XOJane, May 14, 2012 by Helena
For some unknown reason, we were talking about abortion.
“I just wouldn’t wanna be different from everybody else, you know?” explained the girl with the curly hair, on why she’d never get one.
The five of us sat semi-circle in the dark, a soft glow emanating somewhere from the background and casting ominous edges across our post-pubescently round faces. It was as if we were telling horror stories around a campfire and not suffering through a tech rehearsal for the annual student choreographed dance “recital” or “concert” — depending on whom you asked.
The curly-haired girl had a mean kick-ball-change; basically she was our Blair Waldorf. So when she announced that she’d never get an abortion because she couldn’t be different from all the other sexually active and only marginally responsible 19-year-old co-eds, the rest of us lemmings shook our heads in agreement, muttering things like, “Ohmigah you’re sooo right” and “Me neither! Abortion? Yuck!”
I don’t remember exactly what I said but it was nothing like this:
I was maybe two months shy of having actively exercised my own right to life. After an idiotic night of “safer sex” with a guy I didn’t even like that much, I ended up in the family way and all I wanted was a way out.
I wanted to forget the whole thing ever happened. I wanted to forget that I was, in fact, one of the “different” girls. But then again, maybe I wasn’t. Who’s to say since nobody says anything?
A few semesters passed I was herding with another pack of girls with opinions stronger than mine.

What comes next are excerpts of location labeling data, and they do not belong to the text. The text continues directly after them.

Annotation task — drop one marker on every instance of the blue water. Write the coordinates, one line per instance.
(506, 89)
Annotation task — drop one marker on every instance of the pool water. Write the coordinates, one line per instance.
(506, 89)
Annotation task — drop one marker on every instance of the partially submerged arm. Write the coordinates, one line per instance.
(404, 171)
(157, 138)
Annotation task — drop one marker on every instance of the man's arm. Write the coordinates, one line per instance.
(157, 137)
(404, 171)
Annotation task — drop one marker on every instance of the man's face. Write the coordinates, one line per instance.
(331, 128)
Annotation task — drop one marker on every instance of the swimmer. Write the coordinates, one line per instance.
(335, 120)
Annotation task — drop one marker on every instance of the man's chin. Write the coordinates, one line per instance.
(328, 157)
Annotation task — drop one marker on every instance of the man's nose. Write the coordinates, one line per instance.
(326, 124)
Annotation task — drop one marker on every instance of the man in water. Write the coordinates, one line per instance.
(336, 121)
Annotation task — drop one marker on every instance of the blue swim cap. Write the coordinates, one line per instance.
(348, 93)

One night, as we marched down some avenue in search of a kind bouncer, a girl asked in front of everyone why I’d been to “women’s health” so many times in the last week. I said I was having some issues. What kind, she asked. The kind that I didn’t want to talk about in the streets on a Saturday night.
Another girl “saved” me by talking about the time she missed her period, which came after much prayer. She was glad because, “You know that’s like murder, right? I could never do it. Kill my own child? My flesh and blood.” She stopped to look me in the eyes when she said that. I just nodded. Then we ordered Amaretto Sours.
Years later, I found out that Miss It’s Murder had her own customer rewards card at P Squared. When we talked about it as for real grown-ups, the one-sided conversation we had as teenagers seemed like a dream. I never asked why she’d out and out lied to me. Did she want me to stand up for myself? For us? Or maybe, like me, she was so far gone into forgetting that she actually believed she was no longer “different.”
How different can you be when 4 out of 5 (I just made that stat up from personal field research) of you are hiding the same “secret”? Lending silence to a “shame” that we maybe should be shouting about.
That’s why s.e.’s “abortion gallery” is so important, but still so hard for me to do. I didn’t have a hang nail removed in 1999. I had an abortion. It wasn’t fun and it has, in fact, forever changed me. But no longer a 19-year-old afraid of what change would make of me, at 31 I’m settled in the knowledge that there is no constant when it comes to the etymology of me. I’ll never truly be able to write my origin story.
The first time I mentioned my “procedure” in a casual conversation among women was in grad school. I was 24, living in a new city and finally “doing” something. No one was shocked when I said, “Well, I had one sophomore year.” No one threw holy water on me or fainted. They nodded their heads and then we started talking about Britney Spears.
I didn’t feel different. I felt decided.